Il est très difficile de ne rien "faire", "avoir" peu , seulement "être" .

"Faire" quelque chose, c'est un assouvissement de plusieurs besoins, incluant le besoin de créativité, celui d'être utile, celui d'être reconnu, celui de survivre matériellement.

Même en "faisant" quelque chose, je peux m'ennuyer , si je ne suis pas intéressé par ce qui se passe, si je n'en retire aucune satisfaction, si les besoins nécessaires ne sont pas assouvis.
Et pourtant, c'est parfois un passage obligé : certaines choses m'ennuient, mais je dois les faire.

Heureusement, de la peur de l'ennui, ou dans l'ennui lui-même, peut parfois naître la créativité.

Vivre à 300 km/h, occuper 300% de son temps ...

Pour quelqu'un qui vit à 300 km/h, le pire ennemi, c'est de manquer de temps. S'ennuyer, c'est avoir du temps devant soi, et ne pas savoir qu'en faire. "Cela m'ennuie" représente alors la pire des frustrations, le dérangement ultime par rapport à qui je suis, ou par rapport à ce que je désire être ou faire.

Vivre à 300 km/h, c'est une fuite en avant, une manière de ne pas regarder les problèmes en face à face.
S'occuper à 300% ... parce qu'on a peur de l'ennui ? ...

La peur de l'ennui alors la peur de l'arrêt, du silence, d'être passif, de se retrouver face à soi-même.

Et le travail répétitif ?

J'admire la patience et la force sereine des gens qui travaillent dans des métiers répétitifs.
Moi, personnellement, cela m'est totalement impossible : quelques minutes, voire quelques heures tout au plus : je me lasse, cela m'énerve, je désire découvrir autre chose ...

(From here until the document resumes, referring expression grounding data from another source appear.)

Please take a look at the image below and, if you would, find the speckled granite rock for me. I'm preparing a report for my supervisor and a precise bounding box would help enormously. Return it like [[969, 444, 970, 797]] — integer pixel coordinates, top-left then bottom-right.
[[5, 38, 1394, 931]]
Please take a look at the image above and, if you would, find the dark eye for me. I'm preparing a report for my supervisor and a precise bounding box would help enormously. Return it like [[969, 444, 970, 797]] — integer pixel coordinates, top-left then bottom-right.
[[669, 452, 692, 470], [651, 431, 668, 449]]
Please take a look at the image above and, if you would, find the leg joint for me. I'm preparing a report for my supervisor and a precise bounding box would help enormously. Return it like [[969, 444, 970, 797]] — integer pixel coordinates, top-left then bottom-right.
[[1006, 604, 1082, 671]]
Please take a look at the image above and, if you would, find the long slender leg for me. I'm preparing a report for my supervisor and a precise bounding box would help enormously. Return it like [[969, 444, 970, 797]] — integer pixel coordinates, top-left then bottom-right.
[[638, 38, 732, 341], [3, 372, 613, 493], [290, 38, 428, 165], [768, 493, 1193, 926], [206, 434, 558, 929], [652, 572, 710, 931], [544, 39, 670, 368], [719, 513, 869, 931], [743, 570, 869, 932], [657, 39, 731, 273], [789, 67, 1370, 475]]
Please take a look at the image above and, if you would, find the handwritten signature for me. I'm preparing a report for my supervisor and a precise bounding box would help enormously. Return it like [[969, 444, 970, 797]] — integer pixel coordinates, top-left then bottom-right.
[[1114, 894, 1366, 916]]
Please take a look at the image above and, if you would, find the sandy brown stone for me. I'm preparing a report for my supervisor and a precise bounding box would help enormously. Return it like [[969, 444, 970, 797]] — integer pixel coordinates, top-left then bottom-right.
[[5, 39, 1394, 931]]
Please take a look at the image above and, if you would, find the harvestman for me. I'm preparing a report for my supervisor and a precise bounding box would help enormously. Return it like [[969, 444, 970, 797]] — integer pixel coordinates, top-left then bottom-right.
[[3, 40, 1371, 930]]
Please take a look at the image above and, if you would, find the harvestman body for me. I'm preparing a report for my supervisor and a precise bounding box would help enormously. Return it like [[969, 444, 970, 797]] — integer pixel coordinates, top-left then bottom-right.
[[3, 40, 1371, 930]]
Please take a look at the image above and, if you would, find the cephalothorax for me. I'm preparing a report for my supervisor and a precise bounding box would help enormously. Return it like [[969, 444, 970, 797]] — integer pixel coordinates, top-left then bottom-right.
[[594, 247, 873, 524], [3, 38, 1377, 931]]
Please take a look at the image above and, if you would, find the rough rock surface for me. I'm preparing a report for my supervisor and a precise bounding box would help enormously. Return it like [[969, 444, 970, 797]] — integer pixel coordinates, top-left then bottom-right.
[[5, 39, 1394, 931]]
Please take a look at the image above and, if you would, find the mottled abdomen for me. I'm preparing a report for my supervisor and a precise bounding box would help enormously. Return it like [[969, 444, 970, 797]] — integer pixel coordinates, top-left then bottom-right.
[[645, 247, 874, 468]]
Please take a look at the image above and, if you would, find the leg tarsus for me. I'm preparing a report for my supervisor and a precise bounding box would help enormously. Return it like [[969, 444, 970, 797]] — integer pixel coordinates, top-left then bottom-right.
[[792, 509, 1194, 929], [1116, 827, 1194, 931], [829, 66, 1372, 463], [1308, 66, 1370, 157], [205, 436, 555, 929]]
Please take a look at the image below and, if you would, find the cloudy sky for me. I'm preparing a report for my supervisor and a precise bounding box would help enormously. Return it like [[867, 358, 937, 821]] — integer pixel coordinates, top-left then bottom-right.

Et pourtant, il faut reconnaître qu'il existe des routines sécurisantes appartenant à des structures dynamisantes : tout réinventer constamment, sous prétexte d'éviter la routine, prend une énergie folle et totalement injustifiée : c'est même très déséquilibrant car profondément insécurisant !

Témoignage de Denise, 67 ans :

"Je n'ai pas le temps de m'ennuyer depuis que je suis pensionnée. Si j'étais seule dans un appartement sans jardin, ce ne serait pas la même chose, mais dans ma maison, avec son environnement, il y a toujours quelque chose à faire, ne fût ce que sortir et marcher.
L'ennui n'est-il pas une caractéristique des gens dépressifs, renfermés sur eux-mêmes, ou pas assez débrouillards pour s'intéresser à ce qui les entoure ?
Les choses qui m'ennuient sont celles qui me contrarient, ne me conviennent pas, me sont imposées.
L'ennui est, pour moi, une insatisfaction que je ressens comme une perte de mon temps par rapport à mon projet de vie.
L'inverse de l'ennui, ce n'est pas l'activité, mais c'est le bien-être, la joie."

Denise G.

Moyens pour sortir de l'ennui, quand je m'ennuie :

- se changer les idées (volontairement ou non)
- vivre un événement surprenant (visite, coup de téléphone)
- entrer dans l'obsession, les addictions, les assuétudes : essayer de se remplir de quelque chose d'extérieur
- au pire : la mort, issue possible en cas de dépression longue et profonde

Quand quelqu'un ou quelque chose m'ennuie :

"Tu m'ennuies, il m'ennuie, cela m'ennuie, j'ai des ennuis ..."
"Tu m'ennuies" signifie : "tu déranges mes projets, mes plans".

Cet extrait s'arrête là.